Lawmakers representing Forsyth County at the Georgia General Assembly returned to work this week, and it looks like it’s going to be a busy year.
On Monday, the second session of the 154th Georgia General Assembly started in the Gold Dome of the Georgia State Capitol. Only a few days in, members of the delegation said they have already been working on this year’s items.
“I’m excited about the current session,” said District 25 state Rep Todd Jones. “It is my second session, so there was a lot to learn from the first session. I believe it being an election year for most of the state offices creates a unique opportunity for us to do material change and material help for the citizens of Georgia and for the citizens of Forsyth County and Fulton County.”
The local delegation is made up of Jones, District 27 state Sen. Michael Williams, District 51 state Sen. Steve Gooch, District 24 State Rep. Sheri Gilligan, District 26 state Rep. Marc Morris, District 9 State Rep. Kevin Tanner and District 22 state Rep. Wes Cantrell.
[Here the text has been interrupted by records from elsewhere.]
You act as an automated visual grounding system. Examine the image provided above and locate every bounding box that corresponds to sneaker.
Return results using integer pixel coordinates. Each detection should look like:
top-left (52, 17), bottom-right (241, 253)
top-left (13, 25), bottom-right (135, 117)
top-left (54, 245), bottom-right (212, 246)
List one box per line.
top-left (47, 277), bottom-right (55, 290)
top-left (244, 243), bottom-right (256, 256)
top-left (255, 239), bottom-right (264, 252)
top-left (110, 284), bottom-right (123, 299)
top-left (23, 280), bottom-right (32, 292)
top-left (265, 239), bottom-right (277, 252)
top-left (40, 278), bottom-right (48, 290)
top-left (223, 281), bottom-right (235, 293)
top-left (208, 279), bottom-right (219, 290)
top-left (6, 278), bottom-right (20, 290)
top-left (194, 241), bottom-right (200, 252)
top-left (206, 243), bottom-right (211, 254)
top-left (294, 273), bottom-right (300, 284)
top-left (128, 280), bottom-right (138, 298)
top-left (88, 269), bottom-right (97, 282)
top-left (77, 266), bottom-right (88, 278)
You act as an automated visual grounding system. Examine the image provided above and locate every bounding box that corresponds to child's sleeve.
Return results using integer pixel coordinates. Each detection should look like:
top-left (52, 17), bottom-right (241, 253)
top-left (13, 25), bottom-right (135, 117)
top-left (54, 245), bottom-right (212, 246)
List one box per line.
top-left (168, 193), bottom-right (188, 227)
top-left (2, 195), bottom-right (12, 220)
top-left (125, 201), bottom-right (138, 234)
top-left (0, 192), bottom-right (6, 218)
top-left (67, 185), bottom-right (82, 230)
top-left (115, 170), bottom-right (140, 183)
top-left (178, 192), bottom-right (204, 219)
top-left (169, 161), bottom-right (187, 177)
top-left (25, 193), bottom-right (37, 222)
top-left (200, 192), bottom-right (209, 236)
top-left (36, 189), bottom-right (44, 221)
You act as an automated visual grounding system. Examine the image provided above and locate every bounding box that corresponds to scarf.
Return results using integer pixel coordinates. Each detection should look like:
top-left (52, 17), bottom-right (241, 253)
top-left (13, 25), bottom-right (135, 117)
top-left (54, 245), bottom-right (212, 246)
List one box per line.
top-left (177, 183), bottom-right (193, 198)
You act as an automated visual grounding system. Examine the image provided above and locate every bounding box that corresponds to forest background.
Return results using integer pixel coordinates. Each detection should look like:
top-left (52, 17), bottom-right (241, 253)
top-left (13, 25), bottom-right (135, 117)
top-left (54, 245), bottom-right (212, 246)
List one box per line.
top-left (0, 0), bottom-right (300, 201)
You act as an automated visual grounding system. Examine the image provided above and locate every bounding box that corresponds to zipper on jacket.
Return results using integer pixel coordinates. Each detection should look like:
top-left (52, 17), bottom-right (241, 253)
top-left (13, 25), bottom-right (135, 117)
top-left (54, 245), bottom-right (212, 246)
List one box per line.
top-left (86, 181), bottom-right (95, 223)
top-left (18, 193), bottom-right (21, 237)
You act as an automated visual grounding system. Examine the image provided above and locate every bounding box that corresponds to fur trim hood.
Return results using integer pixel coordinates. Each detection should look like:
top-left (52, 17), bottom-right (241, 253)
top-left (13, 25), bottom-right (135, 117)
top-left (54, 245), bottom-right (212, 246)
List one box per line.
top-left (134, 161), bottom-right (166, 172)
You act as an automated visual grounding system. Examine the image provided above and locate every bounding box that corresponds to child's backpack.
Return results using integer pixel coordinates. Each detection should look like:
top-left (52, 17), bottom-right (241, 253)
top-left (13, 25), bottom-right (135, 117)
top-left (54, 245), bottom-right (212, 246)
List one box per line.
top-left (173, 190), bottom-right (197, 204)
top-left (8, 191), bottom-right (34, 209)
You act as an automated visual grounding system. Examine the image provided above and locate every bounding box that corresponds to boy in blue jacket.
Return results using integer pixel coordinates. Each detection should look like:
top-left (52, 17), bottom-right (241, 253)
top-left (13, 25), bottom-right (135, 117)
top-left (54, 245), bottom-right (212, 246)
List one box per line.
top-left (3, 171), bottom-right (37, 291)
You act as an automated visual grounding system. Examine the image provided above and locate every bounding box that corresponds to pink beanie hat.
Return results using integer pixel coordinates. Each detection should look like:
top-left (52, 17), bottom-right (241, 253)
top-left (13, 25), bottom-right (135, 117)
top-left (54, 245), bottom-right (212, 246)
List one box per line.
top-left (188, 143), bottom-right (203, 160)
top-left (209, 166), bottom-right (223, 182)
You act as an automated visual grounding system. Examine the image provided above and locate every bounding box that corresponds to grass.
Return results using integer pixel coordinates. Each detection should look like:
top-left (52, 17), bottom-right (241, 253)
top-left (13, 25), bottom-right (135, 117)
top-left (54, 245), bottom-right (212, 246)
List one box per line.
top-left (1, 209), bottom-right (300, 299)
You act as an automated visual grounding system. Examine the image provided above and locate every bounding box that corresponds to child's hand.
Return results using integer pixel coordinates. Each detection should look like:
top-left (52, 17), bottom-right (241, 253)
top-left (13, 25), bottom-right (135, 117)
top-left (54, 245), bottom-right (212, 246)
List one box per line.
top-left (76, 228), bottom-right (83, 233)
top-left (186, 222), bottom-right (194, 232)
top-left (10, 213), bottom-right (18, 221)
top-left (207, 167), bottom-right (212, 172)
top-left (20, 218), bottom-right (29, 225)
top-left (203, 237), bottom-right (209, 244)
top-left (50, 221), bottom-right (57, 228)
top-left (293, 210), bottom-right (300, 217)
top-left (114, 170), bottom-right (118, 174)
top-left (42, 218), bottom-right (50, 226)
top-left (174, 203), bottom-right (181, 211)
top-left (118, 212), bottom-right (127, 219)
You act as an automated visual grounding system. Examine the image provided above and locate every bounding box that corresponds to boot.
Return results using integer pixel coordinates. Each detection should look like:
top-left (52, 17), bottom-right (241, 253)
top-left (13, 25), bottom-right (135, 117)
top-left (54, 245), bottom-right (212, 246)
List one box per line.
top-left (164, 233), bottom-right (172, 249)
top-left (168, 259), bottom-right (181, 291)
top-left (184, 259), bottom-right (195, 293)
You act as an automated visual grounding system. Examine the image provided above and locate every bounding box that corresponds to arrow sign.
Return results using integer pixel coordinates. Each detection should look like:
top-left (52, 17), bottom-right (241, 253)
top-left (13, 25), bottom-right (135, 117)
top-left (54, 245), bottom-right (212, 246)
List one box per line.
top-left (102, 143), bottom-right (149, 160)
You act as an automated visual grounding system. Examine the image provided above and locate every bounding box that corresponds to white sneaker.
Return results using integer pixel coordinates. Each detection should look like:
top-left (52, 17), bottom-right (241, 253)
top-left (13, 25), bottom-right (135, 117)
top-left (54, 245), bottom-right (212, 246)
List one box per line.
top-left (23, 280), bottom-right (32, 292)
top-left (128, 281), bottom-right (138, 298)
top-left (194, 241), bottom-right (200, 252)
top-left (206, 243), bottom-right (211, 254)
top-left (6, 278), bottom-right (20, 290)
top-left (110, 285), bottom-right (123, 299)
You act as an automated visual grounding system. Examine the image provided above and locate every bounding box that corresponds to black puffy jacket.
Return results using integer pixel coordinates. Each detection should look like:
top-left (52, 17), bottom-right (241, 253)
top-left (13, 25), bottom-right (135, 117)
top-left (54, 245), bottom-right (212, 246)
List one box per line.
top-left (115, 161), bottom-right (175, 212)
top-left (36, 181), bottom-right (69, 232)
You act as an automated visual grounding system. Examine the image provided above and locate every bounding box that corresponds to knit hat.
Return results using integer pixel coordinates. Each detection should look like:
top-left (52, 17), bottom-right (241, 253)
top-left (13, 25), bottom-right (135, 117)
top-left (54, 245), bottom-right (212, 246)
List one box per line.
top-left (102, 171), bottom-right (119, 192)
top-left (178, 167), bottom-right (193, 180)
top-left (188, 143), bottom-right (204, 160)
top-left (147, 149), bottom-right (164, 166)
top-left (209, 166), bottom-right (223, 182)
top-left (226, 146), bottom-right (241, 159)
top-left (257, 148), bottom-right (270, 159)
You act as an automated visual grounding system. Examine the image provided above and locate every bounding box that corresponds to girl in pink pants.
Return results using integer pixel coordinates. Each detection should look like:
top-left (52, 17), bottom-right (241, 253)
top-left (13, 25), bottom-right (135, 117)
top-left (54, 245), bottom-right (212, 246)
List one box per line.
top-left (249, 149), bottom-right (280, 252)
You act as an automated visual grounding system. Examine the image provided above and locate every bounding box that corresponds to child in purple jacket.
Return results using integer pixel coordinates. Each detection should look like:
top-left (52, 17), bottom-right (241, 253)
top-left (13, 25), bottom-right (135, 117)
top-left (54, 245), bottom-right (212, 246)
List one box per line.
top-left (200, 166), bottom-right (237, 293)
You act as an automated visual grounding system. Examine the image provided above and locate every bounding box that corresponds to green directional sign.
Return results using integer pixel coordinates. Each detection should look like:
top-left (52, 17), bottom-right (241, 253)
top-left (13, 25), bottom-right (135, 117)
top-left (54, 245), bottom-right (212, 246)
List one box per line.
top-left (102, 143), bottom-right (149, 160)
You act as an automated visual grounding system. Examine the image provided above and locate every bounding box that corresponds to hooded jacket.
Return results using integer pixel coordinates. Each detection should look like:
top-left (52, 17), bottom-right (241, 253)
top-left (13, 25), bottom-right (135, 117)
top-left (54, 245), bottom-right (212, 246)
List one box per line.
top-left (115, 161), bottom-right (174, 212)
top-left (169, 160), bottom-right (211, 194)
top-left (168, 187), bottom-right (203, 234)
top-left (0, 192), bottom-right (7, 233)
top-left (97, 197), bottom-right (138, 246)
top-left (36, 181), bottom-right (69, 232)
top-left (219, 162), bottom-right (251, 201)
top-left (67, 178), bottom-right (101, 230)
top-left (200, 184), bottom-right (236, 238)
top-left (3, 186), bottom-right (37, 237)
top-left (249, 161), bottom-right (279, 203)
House Bill 626 was introduced by Jones last year and could lead to the creation of Sharon Springs, a new municipality in south Forsyth. A committee called for by the bill met over the summer and delivered a recommendation in October to let residents living in the area of the proposed city vote on the matter, which would need to be approved by at least 57.5 percent of those voters.
“What they said was, ‘if we’re going to change government fundamentally in the county of Forsyth, then what we need to do is make sure there is a mandate,’” Jones said.
To be voted on by the community, the bill would need to be passed by both houses of the assembly and signed by the governor.
Jones said issues surrounding rural communities, schools and school funding, technological advances, transportation and the state’s struggles with opioids will also come up this year.
Tanner said he is working on several issues this year, including having metro-Atlanta counties meet for traffic solutions.
“We’re taking a look at everything,” Tanner said. “We want to form a regional transit authority that all those counties would be able to have a seat at the table with input, and that group would then be able to create the regional transit plan that helps guide decision making as we go forward.”
Williams — who is serving his final term in office since he is running for governor and state rules do not allow running for both seats — said in a text message on Friday he would be focusing on putting term limits on all statewide constitutional officers, eliminating the required certificate of need — a document needed for expansion of facilities — for healthcare facilities and looking for ways to bring more transparency to government, particularly the budget process.
Gilligan said in a message it would be interesting to watch what legislation gains momentum through the year.
“I am always most supportive of those issues that promote personal liberty and responsibility, that help shrink the size and scope of government and those policies that treat all Georgia citizens and businesses on an equal playing field,” she said.
For Morris, the session is his first in office after winning the seat in November to fill the unexpired term of Geoff Duncan, who stepped down to focus on his campaign for lieutenant governor.
Morris said he was especially looking at legislation dealing with sediment impacting in Lake Lanier, which can impact the lake level.
“I’m very excited about this session,” Morris said. ”There are a lot of important issues coming up.”